Article 268 of the Constitution of India very clearly provides that those stamp duties as are mentioned in the Union List shall be levied by the Government of India but shall be collected—
(a) in the case where such duties are leviable within any 3 [Union territory], by the Government of India, and
(b) in other cases, by the States within which such duties are respectively leviable.
So the power of collecting stamp duty is with the state government for those stamp duties as mentioned in the union list.
Entry No. 91 of the Union List of Seventh Schedule of the Indian Constitution provides about the instrument in respect of which the stamp duties.
Entry No. 91, “Rates of stamp duty in respect of bills of exchange, cheques, promissory notes, bills of lading, letters of credit, policies of insurance, transfer of shares, debentures, proxies and receipts.”

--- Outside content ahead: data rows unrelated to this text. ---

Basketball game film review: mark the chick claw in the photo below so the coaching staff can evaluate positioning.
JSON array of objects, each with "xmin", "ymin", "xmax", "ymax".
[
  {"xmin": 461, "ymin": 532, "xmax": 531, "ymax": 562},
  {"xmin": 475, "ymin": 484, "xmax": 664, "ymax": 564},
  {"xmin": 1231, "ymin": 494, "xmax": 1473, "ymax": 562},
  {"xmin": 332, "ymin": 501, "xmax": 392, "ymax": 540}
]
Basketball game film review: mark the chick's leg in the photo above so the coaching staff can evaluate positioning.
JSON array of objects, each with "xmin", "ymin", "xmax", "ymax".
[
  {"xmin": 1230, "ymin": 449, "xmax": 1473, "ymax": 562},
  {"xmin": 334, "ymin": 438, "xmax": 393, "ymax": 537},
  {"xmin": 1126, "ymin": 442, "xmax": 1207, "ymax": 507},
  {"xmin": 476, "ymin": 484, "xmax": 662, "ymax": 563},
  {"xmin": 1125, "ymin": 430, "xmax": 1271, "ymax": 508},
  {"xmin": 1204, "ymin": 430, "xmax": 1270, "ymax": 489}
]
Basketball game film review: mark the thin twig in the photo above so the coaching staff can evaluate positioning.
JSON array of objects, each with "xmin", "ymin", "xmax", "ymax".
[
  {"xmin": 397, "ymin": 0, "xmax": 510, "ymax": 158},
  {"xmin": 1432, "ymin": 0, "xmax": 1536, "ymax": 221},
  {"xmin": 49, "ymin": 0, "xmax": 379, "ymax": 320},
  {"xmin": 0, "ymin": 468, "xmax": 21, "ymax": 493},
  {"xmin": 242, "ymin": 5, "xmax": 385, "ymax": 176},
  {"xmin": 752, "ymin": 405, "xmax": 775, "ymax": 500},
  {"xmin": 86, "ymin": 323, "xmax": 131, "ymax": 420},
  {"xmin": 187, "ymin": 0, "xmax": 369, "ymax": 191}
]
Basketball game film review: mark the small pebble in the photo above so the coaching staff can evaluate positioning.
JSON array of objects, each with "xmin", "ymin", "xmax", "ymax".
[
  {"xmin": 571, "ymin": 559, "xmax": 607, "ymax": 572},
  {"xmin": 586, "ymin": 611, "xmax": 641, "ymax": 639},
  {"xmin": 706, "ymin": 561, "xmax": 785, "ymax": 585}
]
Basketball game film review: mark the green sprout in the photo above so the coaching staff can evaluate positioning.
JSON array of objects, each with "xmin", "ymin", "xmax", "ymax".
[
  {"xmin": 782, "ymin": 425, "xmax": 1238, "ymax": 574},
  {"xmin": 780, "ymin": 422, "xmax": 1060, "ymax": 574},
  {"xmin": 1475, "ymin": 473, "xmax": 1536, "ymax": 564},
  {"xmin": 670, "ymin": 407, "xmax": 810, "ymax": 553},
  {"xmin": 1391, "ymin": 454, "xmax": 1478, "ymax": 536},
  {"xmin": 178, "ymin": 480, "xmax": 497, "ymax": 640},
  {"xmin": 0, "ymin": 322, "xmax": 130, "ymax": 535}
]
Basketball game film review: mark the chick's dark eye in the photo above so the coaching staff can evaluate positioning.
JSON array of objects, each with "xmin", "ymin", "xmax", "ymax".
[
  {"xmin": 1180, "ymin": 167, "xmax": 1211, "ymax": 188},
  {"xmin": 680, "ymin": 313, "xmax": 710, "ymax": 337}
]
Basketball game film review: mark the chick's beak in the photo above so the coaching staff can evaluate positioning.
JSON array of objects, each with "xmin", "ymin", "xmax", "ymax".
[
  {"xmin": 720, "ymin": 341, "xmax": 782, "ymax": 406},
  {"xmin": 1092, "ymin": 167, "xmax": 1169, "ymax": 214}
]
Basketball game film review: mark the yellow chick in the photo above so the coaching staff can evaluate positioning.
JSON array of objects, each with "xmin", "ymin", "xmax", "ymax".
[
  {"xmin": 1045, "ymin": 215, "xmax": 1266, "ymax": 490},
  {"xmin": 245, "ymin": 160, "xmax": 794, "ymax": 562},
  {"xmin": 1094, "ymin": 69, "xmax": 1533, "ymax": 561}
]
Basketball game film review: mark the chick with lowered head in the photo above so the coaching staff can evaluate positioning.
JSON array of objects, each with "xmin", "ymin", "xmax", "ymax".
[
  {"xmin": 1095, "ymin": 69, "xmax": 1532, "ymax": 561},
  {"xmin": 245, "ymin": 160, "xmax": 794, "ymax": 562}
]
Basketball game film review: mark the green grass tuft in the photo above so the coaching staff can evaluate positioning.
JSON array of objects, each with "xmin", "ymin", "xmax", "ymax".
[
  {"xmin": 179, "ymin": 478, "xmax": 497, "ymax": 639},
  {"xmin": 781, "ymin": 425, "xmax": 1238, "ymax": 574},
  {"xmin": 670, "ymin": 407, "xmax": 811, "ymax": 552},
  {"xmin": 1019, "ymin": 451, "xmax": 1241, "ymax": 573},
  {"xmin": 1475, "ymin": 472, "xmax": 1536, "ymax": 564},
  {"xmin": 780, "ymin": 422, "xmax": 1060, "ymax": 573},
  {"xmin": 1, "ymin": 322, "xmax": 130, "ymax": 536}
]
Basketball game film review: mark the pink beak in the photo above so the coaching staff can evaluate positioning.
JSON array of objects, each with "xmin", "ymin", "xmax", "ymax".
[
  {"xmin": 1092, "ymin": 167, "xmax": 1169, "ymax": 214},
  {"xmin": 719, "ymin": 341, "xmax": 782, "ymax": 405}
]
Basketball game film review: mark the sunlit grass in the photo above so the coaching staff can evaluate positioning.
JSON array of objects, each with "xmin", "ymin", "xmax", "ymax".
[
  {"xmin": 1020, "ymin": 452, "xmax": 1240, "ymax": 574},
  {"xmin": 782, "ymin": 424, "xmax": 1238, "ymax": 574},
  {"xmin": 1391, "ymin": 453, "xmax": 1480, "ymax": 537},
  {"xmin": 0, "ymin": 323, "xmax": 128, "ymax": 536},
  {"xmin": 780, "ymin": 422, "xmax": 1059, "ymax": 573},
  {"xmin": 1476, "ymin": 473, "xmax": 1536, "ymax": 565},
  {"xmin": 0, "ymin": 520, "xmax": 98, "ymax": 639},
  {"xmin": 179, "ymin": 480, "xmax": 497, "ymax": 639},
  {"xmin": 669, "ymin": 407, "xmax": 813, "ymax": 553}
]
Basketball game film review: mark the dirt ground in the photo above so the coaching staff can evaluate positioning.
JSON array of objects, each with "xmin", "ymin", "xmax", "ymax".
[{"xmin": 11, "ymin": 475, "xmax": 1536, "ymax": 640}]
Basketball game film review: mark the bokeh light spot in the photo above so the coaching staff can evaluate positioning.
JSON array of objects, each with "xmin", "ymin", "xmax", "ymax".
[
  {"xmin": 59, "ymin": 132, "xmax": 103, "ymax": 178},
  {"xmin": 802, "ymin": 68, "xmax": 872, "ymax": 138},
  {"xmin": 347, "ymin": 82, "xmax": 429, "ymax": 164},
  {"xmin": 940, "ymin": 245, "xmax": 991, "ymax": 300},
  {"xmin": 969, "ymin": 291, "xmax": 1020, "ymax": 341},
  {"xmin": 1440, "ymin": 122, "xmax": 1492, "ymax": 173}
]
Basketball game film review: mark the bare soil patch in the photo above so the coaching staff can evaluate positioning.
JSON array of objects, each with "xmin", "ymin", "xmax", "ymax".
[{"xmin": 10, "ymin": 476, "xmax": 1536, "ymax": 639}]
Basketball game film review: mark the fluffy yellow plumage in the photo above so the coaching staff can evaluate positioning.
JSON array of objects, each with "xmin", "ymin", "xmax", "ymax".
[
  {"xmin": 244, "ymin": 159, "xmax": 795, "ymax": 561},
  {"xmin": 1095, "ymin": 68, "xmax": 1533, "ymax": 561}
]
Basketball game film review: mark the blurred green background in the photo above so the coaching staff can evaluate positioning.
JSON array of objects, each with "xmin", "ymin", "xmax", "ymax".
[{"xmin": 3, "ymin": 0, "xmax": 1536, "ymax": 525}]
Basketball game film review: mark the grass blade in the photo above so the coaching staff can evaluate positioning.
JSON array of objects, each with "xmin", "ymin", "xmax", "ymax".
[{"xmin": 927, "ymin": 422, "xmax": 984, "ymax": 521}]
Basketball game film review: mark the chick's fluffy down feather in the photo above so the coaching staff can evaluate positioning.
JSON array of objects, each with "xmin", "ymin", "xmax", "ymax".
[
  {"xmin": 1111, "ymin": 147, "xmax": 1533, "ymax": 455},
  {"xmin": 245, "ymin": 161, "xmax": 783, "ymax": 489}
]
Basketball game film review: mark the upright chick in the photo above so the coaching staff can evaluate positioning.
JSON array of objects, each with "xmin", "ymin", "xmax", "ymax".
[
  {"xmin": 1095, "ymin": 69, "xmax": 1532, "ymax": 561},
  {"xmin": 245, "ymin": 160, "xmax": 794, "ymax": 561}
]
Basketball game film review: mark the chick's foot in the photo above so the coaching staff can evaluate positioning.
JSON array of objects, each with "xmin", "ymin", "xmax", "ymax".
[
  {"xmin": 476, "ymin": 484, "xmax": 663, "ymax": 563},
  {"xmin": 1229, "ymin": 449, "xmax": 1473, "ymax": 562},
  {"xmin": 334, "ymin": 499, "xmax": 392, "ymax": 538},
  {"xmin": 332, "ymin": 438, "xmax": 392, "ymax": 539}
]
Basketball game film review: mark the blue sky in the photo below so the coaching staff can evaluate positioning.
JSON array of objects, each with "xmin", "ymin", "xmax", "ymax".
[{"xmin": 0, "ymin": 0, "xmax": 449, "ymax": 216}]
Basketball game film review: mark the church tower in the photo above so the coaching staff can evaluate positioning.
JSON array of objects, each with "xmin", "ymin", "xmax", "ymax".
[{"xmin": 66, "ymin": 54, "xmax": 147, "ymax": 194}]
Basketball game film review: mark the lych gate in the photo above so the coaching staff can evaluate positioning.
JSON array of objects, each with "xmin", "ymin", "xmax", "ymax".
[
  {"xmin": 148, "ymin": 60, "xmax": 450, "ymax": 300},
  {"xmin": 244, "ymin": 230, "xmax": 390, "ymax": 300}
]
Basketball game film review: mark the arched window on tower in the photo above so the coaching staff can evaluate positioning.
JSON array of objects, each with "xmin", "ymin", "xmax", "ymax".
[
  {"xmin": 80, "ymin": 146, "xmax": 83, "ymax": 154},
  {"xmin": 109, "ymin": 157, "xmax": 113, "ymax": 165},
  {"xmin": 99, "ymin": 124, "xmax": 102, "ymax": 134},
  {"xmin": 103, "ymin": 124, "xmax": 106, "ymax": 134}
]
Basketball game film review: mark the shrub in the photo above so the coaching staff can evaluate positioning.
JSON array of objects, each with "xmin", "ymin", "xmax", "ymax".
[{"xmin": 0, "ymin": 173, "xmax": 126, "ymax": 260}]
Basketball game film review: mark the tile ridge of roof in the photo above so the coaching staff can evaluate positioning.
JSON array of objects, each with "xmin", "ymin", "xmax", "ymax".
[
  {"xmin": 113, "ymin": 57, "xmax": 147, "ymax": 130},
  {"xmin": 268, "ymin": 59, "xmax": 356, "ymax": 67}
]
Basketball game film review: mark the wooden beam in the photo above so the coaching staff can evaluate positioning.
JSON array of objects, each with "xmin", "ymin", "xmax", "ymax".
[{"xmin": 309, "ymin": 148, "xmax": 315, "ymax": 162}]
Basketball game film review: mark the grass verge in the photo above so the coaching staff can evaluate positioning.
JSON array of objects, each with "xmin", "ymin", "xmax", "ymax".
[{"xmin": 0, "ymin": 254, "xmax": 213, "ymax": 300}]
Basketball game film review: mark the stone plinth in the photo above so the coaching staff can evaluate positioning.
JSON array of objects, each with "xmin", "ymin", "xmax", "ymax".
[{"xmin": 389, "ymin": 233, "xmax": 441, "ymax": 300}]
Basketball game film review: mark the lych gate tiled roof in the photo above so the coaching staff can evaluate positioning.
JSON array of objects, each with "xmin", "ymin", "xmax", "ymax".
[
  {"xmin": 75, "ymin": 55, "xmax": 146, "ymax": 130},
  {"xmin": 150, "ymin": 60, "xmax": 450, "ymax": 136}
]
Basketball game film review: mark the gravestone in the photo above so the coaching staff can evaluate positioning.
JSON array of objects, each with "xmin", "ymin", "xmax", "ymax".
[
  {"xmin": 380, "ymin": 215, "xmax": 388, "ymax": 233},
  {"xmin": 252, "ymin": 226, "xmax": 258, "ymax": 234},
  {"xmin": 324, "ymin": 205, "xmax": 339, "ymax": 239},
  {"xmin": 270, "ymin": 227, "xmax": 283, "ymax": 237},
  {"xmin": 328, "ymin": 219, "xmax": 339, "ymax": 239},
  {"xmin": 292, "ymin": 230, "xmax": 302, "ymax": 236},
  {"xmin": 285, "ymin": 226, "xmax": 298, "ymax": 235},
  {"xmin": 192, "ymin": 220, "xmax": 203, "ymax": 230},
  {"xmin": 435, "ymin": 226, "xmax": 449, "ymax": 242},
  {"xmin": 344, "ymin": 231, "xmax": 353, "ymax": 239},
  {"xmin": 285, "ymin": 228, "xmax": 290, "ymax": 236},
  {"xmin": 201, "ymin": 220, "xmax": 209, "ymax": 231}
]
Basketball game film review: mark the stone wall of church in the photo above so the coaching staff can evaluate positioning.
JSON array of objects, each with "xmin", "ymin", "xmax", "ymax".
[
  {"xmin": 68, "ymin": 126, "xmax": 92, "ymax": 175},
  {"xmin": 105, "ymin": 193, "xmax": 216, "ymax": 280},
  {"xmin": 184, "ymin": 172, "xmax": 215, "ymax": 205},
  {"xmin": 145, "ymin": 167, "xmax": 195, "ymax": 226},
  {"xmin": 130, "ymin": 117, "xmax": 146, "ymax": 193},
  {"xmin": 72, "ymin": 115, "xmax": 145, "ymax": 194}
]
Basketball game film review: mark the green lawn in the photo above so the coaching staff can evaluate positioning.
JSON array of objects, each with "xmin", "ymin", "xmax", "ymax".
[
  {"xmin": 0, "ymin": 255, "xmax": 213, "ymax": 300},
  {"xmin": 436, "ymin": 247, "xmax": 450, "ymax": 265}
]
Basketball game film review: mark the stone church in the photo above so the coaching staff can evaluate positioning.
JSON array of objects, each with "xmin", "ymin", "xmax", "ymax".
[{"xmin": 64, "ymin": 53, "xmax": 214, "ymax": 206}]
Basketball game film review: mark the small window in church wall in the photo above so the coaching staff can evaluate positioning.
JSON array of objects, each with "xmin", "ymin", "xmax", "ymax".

As per the provisions of the Constitution of India Centre is not authorized to collect stamp duty, so by implication, it cannot further delegate such power either to the stock exchange, clearing corporation, or depositories, as the case may be, so such delegation under Section 9A will be subject to constitutional scrutiny and may be declared ultra-vires to the constitution.
The second challenge comes from Section 9A and 9B in both these sections, it is mentioned that the rate of duty in case of issue of securities shall be as per Schedule I.
However, as per Union List, the central government don’t have the power to prescribe a rate of duty in case of the issue of shares.
It is also important to note that State list directly don’t provide any kind of jurisdiction to the state government for levying stamp duty on the issue of shares. However, entry number 63 provide the state government with the power to specify stamp duty on documents other than those specified by in Union List.
Entry No. 63 “Rates of stamp duty in respect of documents other than those specified in the provisions of List I with regard to rates of stamp duty.”
So this rate, for the issue of shares specified in Schedule I, maybe challenged for constitutional validity.